The United Arab Emirates (UAE) is leaving OPEC so it can produce more of its own oil without Saudi Arabia dictating that it should produce less. But it cannot immediately increase production because the Strait of Hormuz remains closed.
The Emirates can bypass the strait by using the pipeline from Abu Dhabi to the port of Fujairah, which is already outside the Gulf, but the pipeline was already running at full capacity in April.
Even with the pipeline at full capacity, total Emirati crude oil exports in April were not even half the usual level.
Emirati exports will therefore not increase immediately. However, the UAE is calculating that once the Strait of Hormuz is open, it will be able to ramp up production without being handcuffed by Saudi Arabia and gain a greater share of the global oil market, perhaps at its expense.
The Emirates’ departure may therefore push down the price of oil and fuel more quickly, including in Central Europe. But that will happen only after the Strait of Hormuz has reopened.
Here are the five key reasons why the UAE is leaving OPEC.
- The price of oil is high because the Strait of Hormuz is closed, so the Emirates’ move will not lower it. If the strait were open, oil prices would fall because of the UAE’s departure, further angering its large neighbor, Saudi Arabia.

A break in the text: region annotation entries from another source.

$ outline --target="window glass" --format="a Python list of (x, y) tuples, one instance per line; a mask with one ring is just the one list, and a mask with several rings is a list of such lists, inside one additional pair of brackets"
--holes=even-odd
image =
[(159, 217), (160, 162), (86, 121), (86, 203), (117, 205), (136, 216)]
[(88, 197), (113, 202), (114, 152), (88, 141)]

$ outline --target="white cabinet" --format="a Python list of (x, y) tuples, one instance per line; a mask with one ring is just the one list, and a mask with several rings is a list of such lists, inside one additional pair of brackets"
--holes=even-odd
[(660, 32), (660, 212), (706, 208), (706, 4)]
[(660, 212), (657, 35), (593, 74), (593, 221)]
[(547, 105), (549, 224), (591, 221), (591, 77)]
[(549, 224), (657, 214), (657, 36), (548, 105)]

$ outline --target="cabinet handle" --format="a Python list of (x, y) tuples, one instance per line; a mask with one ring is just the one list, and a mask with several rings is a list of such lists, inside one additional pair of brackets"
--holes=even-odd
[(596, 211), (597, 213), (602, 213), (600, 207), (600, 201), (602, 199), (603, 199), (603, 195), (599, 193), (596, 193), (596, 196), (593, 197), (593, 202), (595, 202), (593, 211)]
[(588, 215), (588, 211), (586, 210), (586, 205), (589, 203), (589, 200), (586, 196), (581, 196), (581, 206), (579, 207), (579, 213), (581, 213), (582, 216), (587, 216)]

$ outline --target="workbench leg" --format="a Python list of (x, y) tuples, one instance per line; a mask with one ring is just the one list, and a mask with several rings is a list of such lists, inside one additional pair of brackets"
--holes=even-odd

- The UAE has been increasing production capacity for years through massive investment, without being able to make full use of it because of OPEC cartel quotas. Once Hormuz is open, it wants its hands free to increase production as quickly as possible and recoup its losses from the current closure of the strait.
- The Emirates believes that closing the strait will accelerate the world’s move away from fossil fuels. It wants to extract its oil faster, before the world loses interest in it more noticeably.
- The Emirates is currently negotiating with the US to set up a dollar credit line through which it could strengthen its banks, which have been sorely tested by the Gulf War. The OPEC cartel has long been a thorn in Trump’s side. That is mainly because of the throttling of production, which raises fuel prices even in the US. It does not suit the Emirates either.
- After the US intervention in Venezuela in January, Tuesday’s move by the Emirates makes it more likely that the Latin American country, now effectively a US puppet state, will also leave OPEC. Such a tearing apart of the cartel would further weaken Saudi Arabia economically, at a time when it wants to turn Riyadh into a financial center to rival Dubai.